Europe is also one of the most advanced regions when it comes to cross-border cooperation towards climate change adaptation, the report said. It also hailed Europe’s world-leading deployment of early warning systems, providing protection for about 75 percent of the population, and said its heat-health action plans had saved many lives.

“European society is vulnerable to climate variability and change,” said Carlo Buontempo, head of Copernicus’s European Centre of Medium-range Weather Forecasts (ECMWF). “But Europe is also at the forefront of the international effort to mitigate climate change and to develop innovative solutions to adapt to the new climate Europeans will have to live with.”

Health concerns

Yet, the continent is facing formidable challenges.

“This year, like 2021, large parts of Europe have been affected by extensive heatwaves and drought, fuelling wildfires,” Taalas said, also decrying “death and devastation” from last year’s “exceptional floods”.

And going forward, the report cautioned that regardless of the greenhouse gas emissions scenario, “the frequency and intensity of hot extremes… are projected to keep increasing.”

This is concerning, the report warned, given that the deadliest extreme climate events in Europe are heatwaves, especially in the west and south of the continent.

“The combination of climate change, urbanisation and population ageing in the region creates, and will further exacerbate, vulnerability to heat,” the report said.

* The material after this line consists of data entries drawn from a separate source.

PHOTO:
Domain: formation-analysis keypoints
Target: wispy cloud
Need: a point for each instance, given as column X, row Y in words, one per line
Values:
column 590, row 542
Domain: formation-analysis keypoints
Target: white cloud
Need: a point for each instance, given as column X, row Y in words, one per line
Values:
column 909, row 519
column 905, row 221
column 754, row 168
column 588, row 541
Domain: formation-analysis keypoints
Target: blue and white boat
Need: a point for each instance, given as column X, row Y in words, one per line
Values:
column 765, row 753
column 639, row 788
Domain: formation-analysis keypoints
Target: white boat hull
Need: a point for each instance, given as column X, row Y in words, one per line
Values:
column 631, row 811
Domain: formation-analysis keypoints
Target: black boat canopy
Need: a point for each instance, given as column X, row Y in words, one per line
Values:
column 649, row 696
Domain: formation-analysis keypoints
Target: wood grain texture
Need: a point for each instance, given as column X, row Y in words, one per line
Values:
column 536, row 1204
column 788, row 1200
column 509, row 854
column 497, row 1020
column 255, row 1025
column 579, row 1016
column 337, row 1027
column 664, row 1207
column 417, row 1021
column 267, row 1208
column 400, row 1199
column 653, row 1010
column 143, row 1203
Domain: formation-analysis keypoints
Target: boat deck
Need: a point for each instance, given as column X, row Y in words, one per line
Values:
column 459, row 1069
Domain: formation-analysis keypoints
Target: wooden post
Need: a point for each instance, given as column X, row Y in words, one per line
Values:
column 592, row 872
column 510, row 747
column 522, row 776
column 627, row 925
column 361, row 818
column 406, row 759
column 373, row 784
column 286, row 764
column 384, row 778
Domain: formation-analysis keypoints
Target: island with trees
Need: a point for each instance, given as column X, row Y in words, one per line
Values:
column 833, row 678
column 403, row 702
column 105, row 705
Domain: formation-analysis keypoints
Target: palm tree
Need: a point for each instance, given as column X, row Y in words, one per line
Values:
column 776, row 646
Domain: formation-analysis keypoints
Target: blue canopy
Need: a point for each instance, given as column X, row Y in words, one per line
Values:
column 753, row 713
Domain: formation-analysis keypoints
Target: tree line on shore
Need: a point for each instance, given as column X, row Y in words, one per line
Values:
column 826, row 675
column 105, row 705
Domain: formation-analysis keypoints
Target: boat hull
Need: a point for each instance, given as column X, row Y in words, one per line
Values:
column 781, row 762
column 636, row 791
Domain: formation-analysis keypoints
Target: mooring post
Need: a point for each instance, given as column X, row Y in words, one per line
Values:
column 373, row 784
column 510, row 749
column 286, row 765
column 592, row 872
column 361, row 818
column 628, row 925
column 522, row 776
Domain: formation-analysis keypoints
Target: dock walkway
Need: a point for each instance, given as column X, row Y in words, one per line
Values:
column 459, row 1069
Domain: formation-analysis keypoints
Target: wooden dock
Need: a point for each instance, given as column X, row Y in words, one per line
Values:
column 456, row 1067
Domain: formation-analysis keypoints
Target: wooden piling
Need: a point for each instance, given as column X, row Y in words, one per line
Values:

The shifting climate is also spurring other health concerns. It has already begun altering the production and distribution of pollens and spores, which appear to be leading to increases in various allergies.

While more than 24 percent of adults living in the European region suffer from such allergies, including severe asthma, the proportion among children is 30-40 percent and rising, it said.

The warming climate is also causing more vector-borne diseases, with ticks moving into new areas bringing Lyme disease and tick-borne encephalitis. Asian tiger mosquitos are also moving further north, carrying the risk of Zika, dengue and chikungunya, the report said.